Estabelecimentos como bares, restaurantes, Casas de Shows e todos os outros lugares que produzem som alto na cidade foram convocados, via notificação, para participar da reunião. 

A operação é uma ação conjunta de diversos setores que incluem a Secretaria de Meio Ambiente, Superintendência de Fiscalização e Postura, ACIA- Associação Comercial, Industrial e Turística de Cabo Frio, Sindicato de Bares e Restaurantes, Corpo de Bombeiros, PROGEM- Procuradoria Geral do Município, Secretaria de Fazenda, PMERJ- Polícia Militar do Estado do Rio de Janeiro e Ministério Público.
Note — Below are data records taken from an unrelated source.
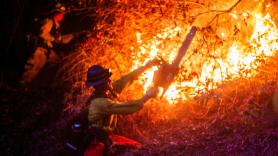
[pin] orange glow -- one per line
(238, 58)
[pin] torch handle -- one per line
(185, 45)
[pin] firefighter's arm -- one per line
(131, 106)
(45, 32)
(126, 80)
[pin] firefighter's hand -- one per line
(150, 93)
(154, 62)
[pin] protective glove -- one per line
(154, 62)
(150, 93)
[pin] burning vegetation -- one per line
(225, 83)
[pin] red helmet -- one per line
(97, 75)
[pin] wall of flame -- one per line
(232, 46)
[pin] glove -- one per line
(154, 62)
(151, 92)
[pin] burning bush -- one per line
(234, 40)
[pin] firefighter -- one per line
(44, 50)
(103, 106)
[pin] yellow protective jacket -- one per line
(103, 111)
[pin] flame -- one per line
(241, 59)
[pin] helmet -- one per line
(59, 8)
(97, 75)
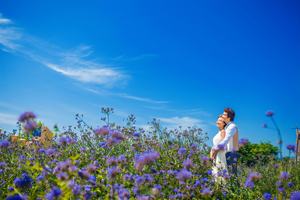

Muitas denúncias ocorreram durante a reunião. Os estabelecimentos que foram notificados e não cumpriram a determinação legal, serão autuados dentro da lei e sanções decididas por todos os participantes da reunião. 

Segundo o Secretário de Meio Ambiente, Jailton Dias Nogueira Jr, a Prefeitura está atendendo uma decisão judicial e faz o máximo para “abraçar a causa” de uma cidade que precisa de bares e estabelecimentos que utilizam som, mas também pensa na população que é afetada por aqueles que não respeitam o coletivo.

“Adiantamos que liberamos o uso de som em suas diversidades (música ao vivo, mecânica), mas vamos fiscalizar com notificações, e até com interdições para aqueles que não estão se regularizando junto à Prefeitura. Esta reunião foi um "Marco Zero" e agora todos sabem de suas responsabilidades e deveres. Quem produz som e não pôde estar na reunião explicativa, e que, desconhece a regulamentação do tema, as portas da Prefeitura continuam abertas para informações” finalizou Jailton. 
            
Ressaltando que os empresários têm um prazo de 30 a 45 dias para regularizarem a situação dos estabelecimentos junto à Prefeitura. Assim, evitam quaisquer danos à população e interdição do local.